NASA Delays Sky Mapper Launch to Saturday
An artist’s concept of NASA's Wide-field Infrared Survey Explorer (WISE) spacecraft.
Credit: NASA/JPL

This story was updated on Dec. 10 at 3:15 p.m. ET.

NASA has delayed the launch of its new infrared sky mapper by at least a day, with liftoff now scheduled for no earlier than Saturday.

The Wide-field Infrared Survey Explorer (WISE) is now slated to launch on Dec. 12 between 9:09:33 and 9:23:51 a.m. EST (1409 and 1423 GMT) from California's Vandenberg Air Force Base.

The flight was already threatened by cloudy weather predictions for Friday, and now NASA has decided to push back the launch to allow engineers to troubleshoot a glitch in a booster steering engine on the Delta II rocket slated to carry the observatory to orbit.

Unfortunately, thick clouds and rain are still forecasted for Saturday, with an 80 percent chance of bad weather likely to prevent the launch.

"We've got some challenging weather ahead of us," said launch director Chuck Dovale during a Wednesday briefing.

If the spacecraft cannot launch Saturday, NASA will likely stand down for two days to allow the cryogenic cooling systems on WISE to cool back down, and then try again. Conditions do look better for a launch attempt next week.

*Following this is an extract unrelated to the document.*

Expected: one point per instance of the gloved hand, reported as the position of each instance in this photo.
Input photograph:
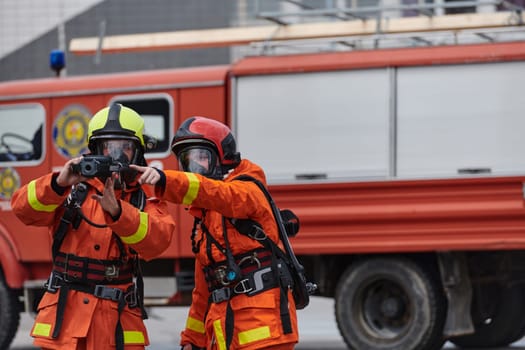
(190, 347)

"The weather finally starts to clear and break up for Monday and into Tuesday," said NASA weather officer Capt. Andrew Frey, Jr.

Other than cloud concerns, the observatory is in good shape and prepared for its mission, managers said.

"I can report that the instrument and the satellite is ready to go, the flight team is ready to go, and that the operations team is ready to launch and operate WISE," said Bill Irace, WISE project manager. "We're really excited about this. It's a matter of just the weather now."

The $320 million spacecraft was designed to scan the heavens in long-wavelength infrared light, which can reveal dim stars, dark asteroids and other celestial objects that shine faintly in visible light but more brightly in infrared.

The orbiter will scan the entire sky with a wide field of view to create an all-sky map of infrared light in about six months.

"It will represent the infrared motherlode that astronomers will mine for years to come," said Jon Morse, director of astrophysics at NASA.